Paradoxically, this was more concerning on the way up than it is today, since now that the big five are such a large percentage of the market, it hardly matters what the rest of the stocks are doing. For example, the top three names in the NASDAQ-100, Apple, Amazon, and Microsoft, are equal to the bottom 87 stocks in the index.
So, have we reached a point with the mega-cap tech names that until they begin to breakdown a bit, it’s difficult to call a top and breadth divergences are less and less meaningful?
Rick, signs of a narrowing advance in the stock market have historically been taken as indicating an approaching market top. Certainly, the $2.9 trillion in additional market valuation garnered by the NASDAQ 100 since the onset of COVID is an impressively larger number that one might think sufficiently captures the magnitude of the economic shift in their favor.

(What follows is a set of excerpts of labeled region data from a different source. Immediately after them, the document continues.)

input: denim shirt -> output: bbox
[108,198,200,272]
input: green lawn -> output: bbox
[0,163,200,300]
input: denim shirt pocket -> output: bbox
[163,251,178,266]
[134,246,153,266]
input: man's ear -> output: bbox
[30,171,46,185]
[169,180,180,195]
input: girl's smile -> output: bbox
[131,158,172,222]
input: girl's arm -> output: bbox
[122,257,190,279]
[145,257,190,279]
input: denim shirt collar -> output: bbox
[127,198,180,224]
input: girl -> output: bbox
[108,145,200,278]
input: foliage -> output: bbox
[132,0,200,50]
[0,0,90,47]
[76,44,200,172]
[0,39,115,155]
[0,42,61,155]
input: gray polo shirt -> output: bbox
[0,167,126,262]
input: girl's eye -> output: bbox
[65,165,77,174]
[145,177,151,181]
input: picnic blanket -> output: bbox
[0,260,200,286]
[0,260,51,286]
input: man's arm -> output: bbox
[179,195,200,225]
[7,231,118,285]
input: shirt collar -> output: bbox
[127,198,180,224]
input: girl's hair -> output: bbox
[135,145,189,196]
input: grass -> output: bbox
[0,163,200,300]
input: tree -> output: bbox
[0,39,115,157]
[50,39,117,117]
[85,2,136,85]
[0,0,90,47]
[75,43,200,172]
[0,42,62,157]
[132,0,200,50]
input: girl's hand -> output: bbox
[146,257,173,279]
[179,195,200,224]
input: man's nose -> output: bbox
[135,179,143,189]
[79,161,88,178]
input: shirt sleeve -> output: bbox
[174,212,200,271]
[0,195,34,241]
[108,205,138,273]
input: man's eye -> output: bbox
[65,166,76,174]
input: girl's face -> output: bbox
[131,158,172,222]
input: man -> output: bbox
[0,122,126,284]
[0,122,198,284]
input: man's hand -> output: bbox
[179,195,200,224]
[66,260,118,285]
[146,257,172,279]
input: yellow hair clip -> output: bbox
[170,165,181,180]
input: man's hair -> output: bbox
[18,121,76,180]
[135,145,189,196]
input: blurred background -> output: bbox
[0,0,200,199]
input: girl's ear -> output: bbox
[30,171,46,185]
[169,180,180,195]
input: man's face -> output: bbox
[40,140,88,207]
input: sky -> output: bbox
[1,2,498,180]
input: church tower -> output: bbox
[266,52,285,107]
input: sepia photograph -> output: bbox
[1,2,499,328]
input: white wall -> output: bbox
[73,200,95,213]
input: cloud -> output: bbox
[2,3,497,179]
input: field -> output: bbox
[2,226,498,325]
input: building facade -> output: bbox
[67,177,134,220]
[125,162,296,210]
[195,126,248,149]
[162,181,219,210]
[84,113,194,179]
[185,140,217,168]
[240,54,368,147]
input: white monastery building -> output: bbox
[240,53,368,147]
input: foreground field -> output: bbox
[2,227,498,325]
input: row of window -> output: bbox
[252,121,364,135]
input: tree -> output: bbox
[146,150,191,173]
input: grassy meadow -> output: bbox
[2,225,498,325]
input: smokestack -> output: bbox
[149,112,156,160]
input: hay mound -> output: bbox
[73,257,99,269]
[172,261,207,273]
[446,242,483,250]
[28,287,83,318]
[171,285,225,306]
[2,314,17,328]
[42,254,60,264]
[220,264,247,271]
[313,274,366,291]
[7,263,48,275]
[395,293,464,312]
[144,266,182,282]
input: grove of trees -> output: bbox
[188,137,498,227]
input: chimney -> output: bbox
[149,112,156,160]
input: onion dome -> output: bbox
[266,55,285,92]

That said, it is staggering to consider the shifts that are occurring during COVID. For example, the Wall Street Journal is reporting that Amazon is reportedly in talks with the biggest mall-owner in the U.S. to turn former department stores into fulfillment centers. Simon Property Group could lease vacant spaces that were J.C. Penney or Sears stores to Amazon, which would use them as distribution centers that would get products to customers faster. Another example, in the U.K. internet sales now make up around one third of total retail spending, up from a fifth pre-pandemic as many Britons are switching to shopping online, hitting sales at high streets, retail parks and shopping malls. Note that COVID is driving similar changes across the world.
Shifts of such magnitude offer market share gain opportunities to those companies with the resources and capabilities needed to capitalize on them. To this extent, we are not surprised that the mega-cap tech names have widened out their stock market leadership.
As we discussed in the run-up to 2Q 2020 earnings season, the mega-cap tech names were essentially trading in line with their 2021 EPS growth rates. A Price-to-Earnings Growth (“P-E-G”) ratio of 1.0-1.5x is not excessive by historical standards. With their results largely coming in well ahead of expectations, it is understandable their shares have traded higher.
It is entirely possible that the successful commercialization of a COVID vaccine could forestall the underlying shifts in the global economy that mega-cap tech stocks appear to indicate. However, as that discovery is very much a matter of speculation, the fact remains that larger market share of the world economy is being gained by these companies every day as COVID persists.